The past week we have seen a record heat wave for November with temperatures well above average, but funnily this is not a huge concern as we can manage this through the use of irrigation. The crops have just set so it should not have an impact. In fact, it may be a blessing in disguise if it makes the vines more tolerant to heat throughout the summer.

ole reveg 3

Picture this in 10 years

The young mallee trees that we planted (see Jane’s earlier entry about this) in Pietches Block (Gilbert and Yvonnne Pietch use to own this land) are also holding up extremely well in the hot weather and appear to almost be enjoying it. We planted 150 hectares this year – which is a lot of bloody trees – and I’m nervous as everyone is watching to see how they perform. Our experience in tree planting is minimal compared to vines, so our decisions are not made with the same confidence as they are on the vineyard. We actually sent a water cart out there to water trees manually at the beginning of the week once we saw the heat wave coming. Being a mallee tree they should be able to survive without water, and our trial work over the past two seasons had suggested that this is the case. But then again we have never had heat like this so early in the year. Every season is different.

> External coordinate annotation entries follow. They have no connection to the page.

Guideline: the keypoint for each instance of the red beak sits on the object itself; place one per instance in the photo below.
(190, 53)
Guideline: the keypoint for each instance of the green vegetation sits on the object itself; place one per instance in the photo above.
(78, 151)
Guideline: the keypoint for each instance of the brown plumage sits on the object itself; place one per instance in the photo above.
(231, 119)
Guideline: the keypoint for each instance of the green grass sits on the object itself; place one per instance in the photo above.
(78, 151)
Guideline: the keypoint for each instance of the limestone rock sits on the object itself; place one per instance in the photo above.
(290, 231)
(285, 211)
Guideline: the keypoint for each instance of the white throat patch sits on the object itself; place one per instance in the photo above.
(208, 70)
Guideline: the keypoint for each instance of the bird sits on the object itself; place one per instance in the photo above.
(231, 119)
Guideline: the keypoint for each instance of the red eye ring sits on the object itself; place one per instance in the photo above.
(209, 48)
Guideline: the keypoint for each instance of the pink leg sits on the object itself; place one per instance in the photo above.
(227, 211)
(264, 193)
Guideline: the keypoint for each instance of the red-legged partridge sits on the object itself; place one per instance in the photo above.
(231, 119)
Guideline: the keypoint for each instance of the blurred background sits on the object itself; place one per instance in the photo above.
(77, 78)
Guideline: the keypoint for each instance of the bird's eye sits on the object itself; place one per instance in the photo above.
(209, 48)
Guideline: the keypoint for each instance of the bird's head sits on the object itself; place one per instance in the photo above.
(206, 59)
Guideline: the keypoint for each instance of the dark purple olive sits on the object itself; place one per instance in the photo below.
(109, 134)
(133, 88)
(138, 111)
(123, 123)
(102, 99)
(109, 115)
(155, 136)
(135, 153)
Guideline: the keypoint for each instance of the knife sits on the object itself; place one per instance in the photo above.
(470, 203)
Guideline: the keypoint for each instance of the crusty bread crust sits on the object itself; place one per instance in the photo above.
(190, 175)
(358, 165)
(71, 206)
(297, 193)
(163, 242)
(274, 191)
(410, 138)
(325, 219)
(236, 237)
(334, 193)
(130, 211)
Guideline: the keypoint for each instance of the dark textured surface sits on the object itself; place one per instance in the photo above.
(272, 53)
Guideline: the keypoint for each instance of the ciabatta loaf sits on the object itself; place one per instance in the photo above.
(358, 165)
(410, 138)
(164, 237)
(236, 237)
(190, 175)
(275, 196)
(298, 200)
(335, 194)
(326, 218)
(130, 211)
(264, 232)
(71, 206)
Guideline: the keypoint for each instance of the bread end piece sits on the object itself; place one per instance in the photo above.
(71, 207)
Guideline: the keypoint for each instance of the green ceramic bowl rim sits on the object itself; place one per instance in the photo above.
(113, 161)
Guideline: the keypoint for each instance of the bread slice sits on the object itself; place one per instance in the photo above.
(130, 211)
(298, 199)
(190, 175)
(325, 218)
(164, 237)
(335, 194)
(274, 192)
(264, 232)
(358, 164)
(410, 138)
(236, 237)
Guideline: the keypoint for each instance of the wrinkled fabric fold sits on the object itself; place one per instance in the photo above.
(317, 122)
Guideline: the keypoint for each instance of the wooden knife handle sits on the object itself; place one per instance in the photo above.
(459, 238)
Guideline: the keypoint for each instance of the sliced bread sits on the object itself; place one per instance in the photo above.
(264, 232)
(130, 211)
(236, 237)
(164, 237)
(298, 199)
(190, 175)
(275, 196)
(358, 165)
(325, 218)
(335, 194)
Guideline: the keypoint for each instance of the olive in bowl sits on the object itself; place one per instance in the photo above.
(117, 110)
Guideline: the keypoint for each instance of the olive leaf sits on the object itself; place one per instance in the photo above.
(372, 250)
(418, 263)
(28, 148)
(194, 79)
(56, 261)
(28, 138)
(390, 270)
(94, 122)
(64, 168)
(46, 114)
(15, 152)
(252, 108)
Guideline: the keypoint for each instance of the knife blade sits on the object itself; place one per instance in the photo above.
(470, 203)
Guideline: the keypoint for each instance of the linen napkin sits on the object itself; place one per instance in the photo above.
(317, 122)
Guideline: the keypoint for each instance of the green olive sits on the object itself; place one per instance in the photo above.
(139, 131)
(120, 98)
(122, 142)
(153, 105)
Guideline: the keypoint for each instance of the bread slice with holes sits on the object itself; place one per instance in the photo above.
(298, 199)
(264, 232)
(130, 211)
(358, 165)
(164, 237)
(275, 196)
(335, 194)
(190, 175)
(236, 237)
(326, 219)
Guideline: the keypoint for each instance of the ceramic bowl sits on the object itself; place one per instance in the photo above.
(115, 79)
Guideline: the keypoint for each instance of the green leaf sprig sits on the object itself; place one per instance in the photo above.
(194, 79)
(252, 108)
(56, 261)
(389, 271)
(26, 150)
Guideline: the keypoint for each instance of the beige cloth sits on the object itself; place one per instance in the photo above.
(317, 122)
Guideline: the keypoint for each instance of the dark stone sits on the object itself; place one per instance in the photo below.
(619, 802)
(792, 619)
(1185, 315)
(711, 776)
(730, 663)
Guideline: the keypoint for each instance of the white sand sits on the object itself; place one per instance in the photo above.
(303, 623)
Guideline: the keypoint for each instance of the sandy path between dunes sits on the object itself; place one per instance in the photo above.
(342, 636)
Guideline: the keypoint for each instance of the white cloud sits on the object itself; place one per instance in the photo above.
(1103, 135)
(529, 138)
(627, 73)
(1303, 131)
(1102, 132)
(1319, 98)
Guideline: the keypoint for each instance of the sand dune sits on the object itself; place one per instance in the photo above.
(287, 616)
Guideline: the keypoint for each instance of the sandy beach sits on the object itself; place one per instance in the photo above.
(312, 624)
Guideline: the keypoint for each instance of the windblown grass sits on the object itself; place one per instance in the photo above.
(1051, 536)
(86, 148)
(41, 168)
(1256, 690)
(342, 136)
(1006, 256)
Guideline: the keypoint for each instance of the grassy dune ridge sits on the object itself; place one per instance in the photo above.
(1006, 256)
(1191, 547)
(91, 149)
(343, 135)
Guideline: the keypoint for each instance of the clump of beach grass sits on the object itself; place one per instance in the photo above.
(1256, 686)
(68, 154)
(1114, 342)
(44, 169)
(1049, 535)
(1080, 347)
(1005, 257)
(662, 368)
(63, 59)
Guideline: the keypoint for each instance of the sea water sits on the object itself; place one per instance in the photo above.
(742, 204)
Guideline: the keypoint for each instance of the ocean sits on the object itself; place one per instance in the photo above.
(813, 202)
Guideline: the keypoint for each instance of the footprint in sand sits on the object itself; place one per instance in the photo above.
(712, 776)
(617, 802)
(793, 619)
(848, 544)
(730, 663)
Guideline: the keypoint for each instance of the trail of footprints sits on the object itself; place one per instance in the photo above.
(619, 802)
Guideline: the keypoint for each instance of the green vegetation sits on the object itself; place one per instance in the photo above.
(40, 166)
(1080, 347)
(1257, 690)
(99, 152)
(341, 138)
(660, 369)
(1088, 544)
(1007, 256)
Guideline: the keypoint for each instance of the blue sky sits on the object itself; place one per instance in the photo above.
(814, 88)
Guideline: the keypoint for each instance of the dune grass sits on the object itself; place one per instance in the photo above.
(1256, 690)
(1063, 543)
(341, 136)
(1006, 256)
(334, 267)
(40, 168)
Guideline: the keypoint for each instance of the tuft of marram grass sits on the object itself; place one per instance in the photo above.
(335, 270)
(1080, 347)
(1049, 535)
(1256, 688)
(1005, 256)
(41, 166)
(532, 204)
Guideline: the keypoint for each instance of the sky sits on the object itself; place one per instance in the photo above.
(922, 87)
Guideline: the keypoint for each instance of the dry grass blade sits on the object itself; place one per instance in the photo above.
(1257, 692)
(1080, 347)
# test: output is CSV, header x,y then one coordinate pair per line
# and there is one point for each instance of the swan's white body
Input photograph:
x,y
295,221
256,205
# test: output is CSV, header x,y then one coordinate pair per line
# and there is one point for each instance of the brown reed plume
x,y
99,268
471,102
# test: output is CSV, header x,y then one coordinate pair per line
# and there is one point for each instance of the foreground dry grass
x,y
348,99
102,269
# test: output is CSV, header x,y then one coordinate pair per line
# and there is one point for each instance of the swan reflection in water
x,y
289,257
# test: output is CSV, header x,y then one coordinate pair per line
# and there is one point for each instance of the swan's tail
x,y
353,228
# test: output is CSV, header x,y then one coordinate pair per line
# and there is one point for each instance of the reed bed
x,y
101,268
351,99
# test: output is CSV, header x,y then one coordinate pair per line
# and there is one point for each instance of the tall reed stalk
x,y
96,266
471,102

Today is also a sad but at the same time rewarding and exciting day. The people who work at Oxford Landing are the soul of this vineyard, and they make it the wonderful place that it is. Today Damian Crowe is leaving the vineyard to start a new job as the manager at a local olive nursery. We are sad to see a man with the capabilities and qualities that Damian has leave, but we are rewarded by knowing that we played a role in the development of a young man who joined the vineyard as a late teenager and now at the age of 30 is moving on to a new challenge in his life. To see one of our employees chosen for this challenging role is very humbling.